CPR Saves Bird Lives
Understanding the principles of Cardiopulmonary Resuscitation (CPR), and being able to put these effectively into practice, could result in saving a life. CPR is used extensively for humans, and has a good success rate on domestic animals such as cats and dogs, but few bird owners are aware that CPR can be performed on their pet birds with very positive results.
Under the correct circumstances, such as when a bird has suffered acute trauma, CPR can save a bird’s life. A bird that has deteriorated due to a long illnessis not likely to benefit from CPR. Whether dealing with a human, dog, cat or bird, the basic principles and techniques of CPR are the same and require quick evaluation of breathing, airway and pulse before CPR can commence.
To determine whether an unconscious bird is breathing, check whether its breast and abdomen is rising and falling. Check the oral cavity to establish that it is clear, and if not, clear the cavity with a finger or a cotton-tipped bud. Check for a heartbeat by listening on either side of the keel bone – a stethoscope will make this task easier.
If the bird has stopped breathing, but you can still hear its heartbeat, begin rescue breathing. Supporting the bird’s head in your one hand, and its body in the other, tilt it slightly away from you. Begin respirations by sealing your lips around the beak and nares (nostrils) for smaller birds. Rescue breathing on larger birds may require that you block the nares with your finger while sealing your lips around the beak. After taking a breath, blow five breaths in quick succession into the bird’s beak. The strength of each puff of breath will be determined by the size of the bird. With each breath, check whether the area where the sternum meets the abdomen rises. If it does not, then you are not getting enough air into the bird’s respiratory tract. Before blowing again, recheck the airway for obstructions. If the bird’s breast rises with each puff, pause for a while to see if it will breathe on its own. If not, repeat the rescue breathing, while at the same time checking whether the bird’s heart is still beating.
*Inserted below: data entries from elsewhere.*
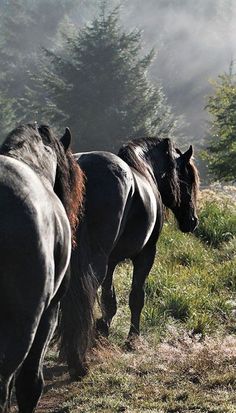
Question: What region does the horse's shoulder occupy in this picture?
[131,168,161,206]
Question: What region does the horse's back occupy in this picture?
[0,156,70,313]
[75,152,134,255]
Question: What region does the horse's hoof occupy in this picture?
[69,365,88,381]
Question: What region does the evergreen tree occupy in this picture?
[24,7,179,150]
[204,65,236,181]
[0,0,79,131]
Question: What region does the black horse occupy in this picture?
[0,125,83,413]
[61,138,198,379]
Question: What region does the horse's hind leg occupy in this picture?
[97,264,117,337]
[15,304,58,413]
[128,244,156,342]
[0,377,11,413]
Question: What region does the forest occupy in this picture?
[0,0,236,182]
[0,0,236,413]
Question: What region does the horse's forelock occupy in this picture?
[189,159,200,207]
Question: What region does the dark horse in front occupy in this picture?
[0,125,83,413]
[58,138,198,379]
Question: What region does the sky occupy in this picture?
[79,0,236,143]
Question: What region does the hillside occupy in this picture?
[31,186,236,413]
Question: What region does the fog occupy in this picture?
[75,0,236,142]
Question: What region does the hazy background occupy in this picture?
[72,0,236,142]
[0,0,236,148]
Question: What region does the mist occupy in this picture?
[0,0,236,148]
[110,0,236,143]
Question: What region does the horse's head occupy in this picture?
[147,138,179,209]
[171,146,199,232]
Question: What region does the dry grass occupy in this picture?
[34,186,236,413]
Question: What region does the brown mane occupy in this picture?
[0,124,84,245]
[39,126,85,246]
If the bird’s heart stops beating while you are performing the rescue breathing, you’ll need to begin CPR. While continuing with the rescue breathing, start adding gentle chest compressions. To meet the needs of the bird’s naturally rapid heart rate, provide between forty and sixty compressions per minute, depending on the size of the bird. Again depending on the size of the bird, place between one and three fingers on the keel bone and apply finger pressure. Depressing the keel or sternum, compresses the heart, which in turn circulates the blood. While being careful not to apply too much pressure, the pressure must be sufficient to visibly see the sternum depress downward, which is best observed where the keel and abdomen meet.
Proceed by giving five puffs of breath, followed by ten compressions, and then check the bird for breathing and heartbeat. If necessary, continue with two breaths, followed by ten compressions, and again two breaths followed by ten compressions. After one minute, reevaluate the bird, and continue at your discretion until you are able to get the bird to an avian veterinarian. If the bird starts breathing, place it in a warm, quiet place until you get it to the vet.
If you feel that you are up to the task of performing CPR on your pet bird, you should check with your avian veterinarian with regard to learning these potentially life-saving techniques. This is just a guide and a veterinarian should always be consulted in matters of your bird’s health.